The betting and gaming industry has been transformed over the last ten years with digital technology adoption and engagement fundamentally changing the way betting and gaming options are consumed.
Because of these changes, and as taxation and the related compliance costs puts pressure on operators’ profit margins, the UK gambling industry is betting on a wave of mergers and acquisitions to secure a more lucrative future.
The industry is likely to experience market share consolidation as competition intensifies further, and already a number of big deals this year include the £2.3bn alliance between Ladbrokes and Gala Coral in July, a £6bn merger of Betfair and Paddy Power in August, and GVC’s £1.1bn acquisition of bwin.party in September.
Those eyeing the UK situation suggest a “mergers and acquisitions frenzy” is sweeping the UK, as key players scramble to secure their share of the growing mobile betting and gaming market.
In fact, in the year to August, there were more takeovers and mergers in the UK gambling sector than in any other country.
Analysts explain that operators are looking to scale up for two main reasons:
According to the Gambling Commission, revenue in the UK gambling industry surged from £5.6bn in 2010 to £7.1bn in 2014. However, these numbers somewhat obscure the fact that almost all of that growth happened online, with consumers increasingly opting for the convenience of gambling on their smart phones and tablets.

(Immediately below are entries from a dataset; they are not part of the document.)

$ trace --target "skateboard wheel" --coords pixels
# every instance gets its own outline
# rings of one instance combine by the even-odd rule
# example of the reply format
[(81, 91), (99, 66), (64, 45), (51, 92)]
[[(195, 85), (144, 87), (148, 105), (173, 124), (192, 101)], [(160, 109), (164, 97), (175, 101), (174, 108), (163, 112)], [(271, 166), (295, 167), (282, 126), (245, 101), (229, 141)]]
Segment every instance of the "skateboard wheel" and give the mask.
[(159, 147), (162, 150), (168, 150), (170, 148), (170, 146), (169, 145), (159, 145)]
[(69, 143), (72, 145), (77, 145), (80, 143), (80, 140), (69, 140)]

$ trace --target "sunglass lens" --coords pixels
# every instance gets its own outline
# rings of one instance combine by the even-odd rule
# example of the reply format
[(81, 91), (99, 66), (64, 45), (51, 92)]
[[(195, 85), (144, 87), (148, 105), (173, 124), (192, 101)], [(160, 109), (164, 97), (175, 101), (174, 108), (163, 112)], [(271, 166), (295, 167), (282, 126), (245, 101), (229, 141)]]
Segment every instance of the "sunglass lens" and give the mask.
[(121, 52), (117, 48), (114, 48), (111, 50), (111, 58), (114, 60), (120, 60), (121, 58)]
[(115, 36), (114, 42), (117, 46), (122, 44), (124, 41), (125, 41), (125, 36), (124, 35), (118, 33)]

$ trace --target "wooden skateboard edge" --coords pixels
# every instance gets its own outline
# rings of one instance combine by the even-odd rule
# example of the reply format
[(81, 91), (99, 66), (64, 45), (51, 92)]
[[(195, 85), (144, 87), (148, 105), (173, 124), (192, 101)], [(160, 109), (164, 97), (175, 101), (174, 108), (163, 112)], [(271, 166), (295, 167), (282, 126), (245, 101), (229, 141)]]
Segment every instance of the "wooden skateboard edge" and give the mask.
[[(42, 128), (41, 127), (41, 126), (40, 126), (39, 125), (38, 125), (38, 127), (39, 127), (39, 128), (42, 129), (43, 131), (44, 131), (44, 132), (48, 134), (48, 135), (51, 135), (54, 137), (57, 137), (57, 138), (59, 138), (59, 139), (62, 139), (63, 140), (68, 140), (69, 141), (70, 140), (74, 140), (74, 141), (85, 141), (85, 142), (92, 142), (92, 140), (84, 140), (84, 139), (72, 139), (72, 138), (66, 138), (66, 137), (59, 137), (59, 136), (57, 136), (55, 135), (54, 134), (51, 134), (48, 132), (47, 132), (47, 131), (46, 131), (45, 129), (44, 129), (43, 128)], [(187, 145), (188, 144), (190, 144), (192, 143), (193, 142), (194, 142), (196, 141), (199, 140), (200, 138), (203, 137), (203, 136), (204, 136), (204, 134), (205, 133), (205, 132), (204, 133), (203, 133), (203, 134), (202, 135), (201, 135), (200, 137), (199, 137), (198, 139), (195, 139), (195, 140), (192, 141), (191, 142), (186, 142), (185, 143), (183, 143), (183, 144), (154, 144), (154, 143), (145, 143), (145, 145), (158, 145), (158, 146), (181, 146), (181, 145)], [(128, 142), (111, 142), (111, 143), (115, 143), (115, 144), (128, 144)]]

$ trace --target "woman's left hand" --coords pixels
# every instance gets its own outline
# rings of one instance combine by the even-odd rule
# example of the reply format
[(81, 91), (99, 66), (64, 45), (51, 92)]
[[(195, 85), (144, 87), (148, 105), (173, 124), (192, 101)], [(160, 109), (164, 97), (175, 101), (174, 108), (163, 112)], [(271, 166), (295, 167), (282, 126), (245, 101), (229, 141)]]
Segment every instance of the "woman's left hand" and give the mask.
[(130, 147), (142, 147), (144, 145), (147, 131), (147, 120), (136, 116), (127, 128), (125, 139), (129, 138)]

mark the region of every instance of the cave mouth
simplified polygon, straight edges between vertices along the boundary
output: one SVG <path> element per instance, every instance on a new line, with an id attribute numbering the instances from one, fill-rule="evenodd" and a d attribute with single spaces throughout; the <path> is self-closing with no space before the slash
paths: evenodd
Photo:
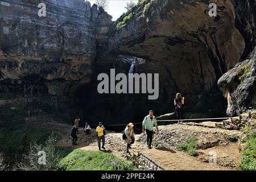
<path id="1" fill-rule="evenodd" d="M 148 100 L 148 93 L 141 93 L 141 93 L 132 94 L 100 94 L 97 90 L 101 82 L 97 80 L 100 74 L 105 73 L 110 77 L 112 69 L 114 69 L 115 74 L 140 74 L 143 72 L 142 68 L 149 62 L 149 60 L 141 57 L 120 55 L 104 68 L 97 68 L 96 65 L 91 82 L 80 86 L 75 96 L 79 98 L 77 100 L 76 105 L 78 110 L 77 114 L 81 118 L 81 124 L 83 126 L 85 121 L 88 121 L 92 127 L 95 127 L 100 121 L 106 126 L 125 125 L 130 122 L 140 123 L 150 110 L 154 110 L 155 114 L 158 115 L 160 114 L 159 109 L 158 106 L 155 106 L 158 101 Z M 142 84 L 141 80 L 140 81 L 141 91 Z M 115 84 L 118 81 L 115 81 Z M 119 131 L 123 130 L 125 126 L 111 127 L 111 129 Z"/>

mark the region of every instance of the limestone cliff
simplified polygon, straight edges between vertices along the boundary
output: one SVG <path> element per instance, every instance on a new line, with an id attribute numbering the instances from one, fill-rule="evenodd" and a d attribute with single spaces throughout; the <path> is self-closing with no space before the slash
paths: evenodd
<path id="1" fill-rule="evenodd" d="M 1 2 L 1 93 L 68 97 L 83 120 L 115 123 L 173 111 L 180 92 L 186 117 L 217 117 L 227 105 L 221 77 L 229 114 L 255 107 L 253 0 L 145 0 L 115 22 L 83 0 Z M 136 73 L 159 73 L 158 100 L 97 93 L 98 73 L 127 74 L 133 62 Z"/>

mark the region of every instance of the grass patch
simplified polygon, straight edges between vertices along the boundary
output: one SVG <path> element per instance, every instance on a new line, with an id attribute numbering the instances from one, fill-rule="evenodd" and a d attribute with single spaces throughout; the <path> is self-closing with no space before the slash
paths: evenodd
<path id="1" fill-rule="evenodd" d="M 248 73 L 251 72 L 251 63 L 245 64 L 237 70 L 237 76 L 241 82 L 243 81 Z"/>
<path id="2" fill-rule="evenodd" d="M 234 134 L 229 135 L 228 138 L 229 138 L 229 141 L 232 142 L 237 142 L 237 140 L 238 139 L 238 136 Z"/>
<path id="3" fill-rule="evenodd" d="M 256 132 L 252 130 L 249 131 L 249 127 L 246 125 L 243 130 L 246 138 L 240 167 L 243 171 L 256 171 Z"/>
<path id="4" fill-rule="evenodd" d="M 191 156 L 198 156 L 196 150 L 198 144 L 196 142 L 197 139 L 195 136 L 191 136 L 186 140 L 186 143 L 180 143 L 177 146 L 177 149 L 180 151 L 185 151 Z"/>
<path id="5" fill-rule="evenodd" d="M 27 108 L 21 105 L 5 105 L 0 107 L 0 150 L 10 166 L 21 159 L 30 143 L 43 143 L 51 131 L 28 127 L 22 119 L 27 117 Z M 58 139 L 60 136 L 54 134 Z"/>
<path id="6" fill-rule="evenodd" d="M 58 170 L 130 171 L 138 169 L 131 162 L 101 151 L 74 150 L 57 164 Z"/>

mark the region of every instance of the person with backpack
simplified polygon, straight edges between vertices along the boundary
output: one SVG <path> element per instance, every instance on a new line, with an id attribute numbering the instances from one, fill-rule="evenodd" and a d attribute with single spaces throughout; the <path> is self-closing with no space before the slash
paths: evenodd
<path id="1" fill-rule="evenodd" d="M 125 130 L 125 133 L 123 134 L 123 139 L 127 143 L 126 153 L 130 154 L 129 149 L 131 149 L 131 145 L 134 143 L 134 130 L 133 127 L 134 126 L 132 123 L 130 123 L 127 125 Z"/>
<path id="2" fill-rule="evenodd" d="M 77 116 L 77 117 L 76 118 L 76 119 L 75 119 L 75 121 L 74 121 L 74 125 L 76 125 L 76 128 L 77 129 L 77 131 L 78 131 L 78 129 L 79 128 L 79 122 L 80 121 L 80 118 Z"/>
<path id="3" fill-rule="evenodd" d="M 101 143 L 102 141 L 102 147 L 101 147 L 102 149 L 106 149 L 104 147 L 105 145 L 105 135 L 106 134 L 106 131 L 105 131 L 105 129 L 104 126 L 102 125 L 102 122 L 98 123 L 98 126 L 96 128 L 96 134 L 97 138 L 98 139 L 98 150 L 101 151 Z"/>
<path id="4" fill-rule="evenodd" d="M 78 131 L 78 128 L 76 127 L 76 125 L 75 125 L 73 127 L 72 129 L 71 130 L 71 136 L 73 138 L 73 142 L 72 142 L 72 144 L 73 145 L 76 145 L 77 144 L 76 143 L 76 141 L 77 140 L 77 136 L 76 135 L 76 133 Z"/>
<path id="5" fill-rule="evenodd" d="M 90 133 L 91 129 L 90 127 L 90 125 L 89 125 L 89 123 L 88 122 L 85 122 L 85 127 L 84 128 L 84 132 L 85 133 L 85 134 L 87 135 Z"/>
<path id="6" fill-rule="evenodd" d="M 148 149 L 151 149 L 152 140 L 153 139 L 154 126 L 156 127 L 157 133 L 159 133 L 158 123 L 155 117 L 153 115 L 153 111 L 150 110 L 149 114 L 147 115 L 142 123 L 142 133 L 144 133 L 146 130 L 147 134 L 147 146 Z"/>
<path id="7" fill-rule="evenodd" d="M 182 106 L 184 104 L 184 100 L 185 98 L 184 97 L 182 97 L 181 94 L 180 93 L 176 94 L 176 98 L 174 100 L 174 105 L 175 106 L 175 110 L 177 115 L 177 119 L 178 120 L 178 124 L 183 123 Z"/>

As a result, High Street operators face tougher trading conditions than in previous years – a situation worsened by an increasingly challenging regulatory environment.
The industry is responding to these shifting conditions with purpose and intent. For example, High Street bookmakers Ladbrokes and Gala Coral joined forces this summer in a bid to offset these pressures. Together, their deal will create the UK’s largest bookmaker, with around 4,000 high street betting shops, resulting in a predicted £65m of cost efficiencies.
The idea is that if the two firms – who have pretty much been operating the same business just with different branding – can eradicate duplication costs and administer the best breed of management, they will be in a better position for future growth. As a combined group they also recognize the need to invest more in its mobile offering, and boost the overall user experience.
Paddy Power, a successful High Street and online betting shop, reported in its 2014 annual report that “over 90% of future growth would be in mobile”. And so it came as little surprise this summer that it agreed to combine with online betting exchange Betfair, making them one of the world’s biggest online gaming firms.
We’ve already touched on the significant impact that the planned changes in the regulatory environment will have on the cost of operations in the British remote betting and gaming market. While the Point of Consumption tax will become a direct, additional cost for most operators – those offshore such as Ladbrokes’ online offering, 888, Mansion, and Stan James, headquartered in Gibraltar, regulatory changes will also impact them indirectly through increasing compliance and monitoring costs. Even with the forewarning, the industry expects these changes to have a significant impact on profitability, and viability of some businesses.
The increase in costs will put immediate pressure on margins and highlight the importance of operational scale. Those with larger operating scale are likely to emerge as winners due to their ability to absorb, at least temporarily, the increased cost while continuing to invest in product development.
According to Deloitte research, as cost pressures increase, larger operators could grab market share from smaller, more cost-constrained companies. This could happen both through market exits as well as opportunistic and strategic acquisitions.
Despite the challenges facing the online gambling space, as countries around the world have to adapt to new industry regulations, the future is still bright for the industry.
In the short term, the flux of mergers and acquisitions indicate job losses, as the new corporations undergo restructuring and some redundancies required to streamline staffing levels and eliminate duplication of job roles.
Yet overall, the outlook remains optimistic. DF Recruitment predicts that in the long term, these merged establishments will be in a stronger position, allowing them to continue to expand in the future, and in turn to employ more staff. Expect many job opportunities to be created for those with the right skills, particularly in the mobile sector.